1 VinPrediction

vin.types.VinPrediction(
    logits,
    prob,
    expected,
    expected_normalized,
    candidate_valid,
    voxel_valid_frac=None,
    semidense_candidate_vis_frac=None,
    semidense_valid_frac=None,
)

VIN predictions for a candidate set.

This is the primary output of aria_nbv.vin.model_v3.VinModelV3. It is consumed by the Lightning training loop (loss + metrics) and by downstream NBV selection (ranking candidates by predicted improvement). The expected score is a learned one-step ranking proxy; rollout-level endpoint metrics and cumulative target RRI are produced by rollout stores and oracle re-scoring, not by this container.

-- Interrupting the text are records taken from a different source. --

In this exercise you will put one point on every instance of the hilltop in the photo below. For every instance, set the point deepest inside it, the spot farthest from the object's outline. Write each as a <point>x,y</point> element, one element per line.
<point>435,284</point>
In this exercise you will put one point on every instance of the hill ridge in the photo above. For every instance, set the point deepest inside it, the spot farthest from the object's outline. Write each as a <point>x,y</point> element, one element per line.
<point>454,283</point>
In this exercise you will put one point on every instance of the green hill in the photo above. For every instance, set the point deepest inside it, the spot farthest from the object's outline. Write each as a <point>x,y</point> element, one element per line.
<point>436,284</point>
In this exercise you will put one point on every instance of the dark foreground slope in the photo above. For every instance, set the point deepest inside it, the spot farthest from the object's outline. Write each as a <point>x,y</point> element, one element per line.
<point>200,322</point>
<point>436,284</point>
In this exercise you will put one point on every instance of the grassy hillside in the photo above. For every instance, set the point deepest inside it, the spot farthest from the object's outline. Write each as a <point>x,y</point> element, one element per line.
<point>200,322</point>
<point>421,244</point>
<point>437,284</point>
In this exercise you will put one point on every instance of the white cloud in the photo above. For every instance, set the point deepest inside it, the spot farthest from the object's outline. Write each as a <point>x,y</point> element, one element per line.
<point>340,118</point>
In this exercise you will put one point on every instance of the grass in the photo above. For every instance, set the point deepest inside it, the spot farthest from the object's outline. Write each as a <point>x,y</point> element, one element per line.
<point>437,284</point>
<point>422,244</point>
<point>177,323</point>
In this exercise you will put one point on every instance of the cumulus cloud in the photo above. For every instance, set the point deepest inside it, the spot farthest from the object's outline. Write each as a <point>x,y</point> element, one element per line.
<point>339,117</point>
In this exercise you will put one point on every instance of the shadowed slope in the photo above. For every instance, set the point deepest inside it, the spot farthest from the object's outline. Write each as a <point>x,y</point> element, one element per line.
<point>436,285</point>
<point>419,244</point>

Typical usage in training (see aria_nbv/lightning/lit_module.py): - logits / prob: CORAL ordinal loss and optional auxiliary losses. - expected_normalized: correlation/top-k metrics and candidate ranking proxy. - voxel_valid_frac / semidense_candidate_vis_frac: optional scheduled coverage reweighting of the loss + diagnostics. - candidate_valid: conservative validity heuristic used for logging and optional filtering in analysis/visualization.

1.1 Attributes

Name Description
logits Tensor["B N K-1", float32] CORAL logits (K ordinal classes).
prob Tensor["B N K", float32] Class probabilities derived from CORAL logits.
expected Tensor["B N", float32] Expected class value in [0, K-1].
expected_normalized Tensor["B N", float32] Expected value normalized to [0, 1].
candidate_valid Tensor["B N", bool] Candidate validity mask.
voxel_valid_frac Tensor["B N", float32] Per-candidate voxel coverage proxy (if available).
semidense_candidate_vis_frac Tensor["B N", float32] Per-candidate semidense visibility proxy (if available).
semidense_valid_frac Deprecated alias for semidense_candidate_vis_frac.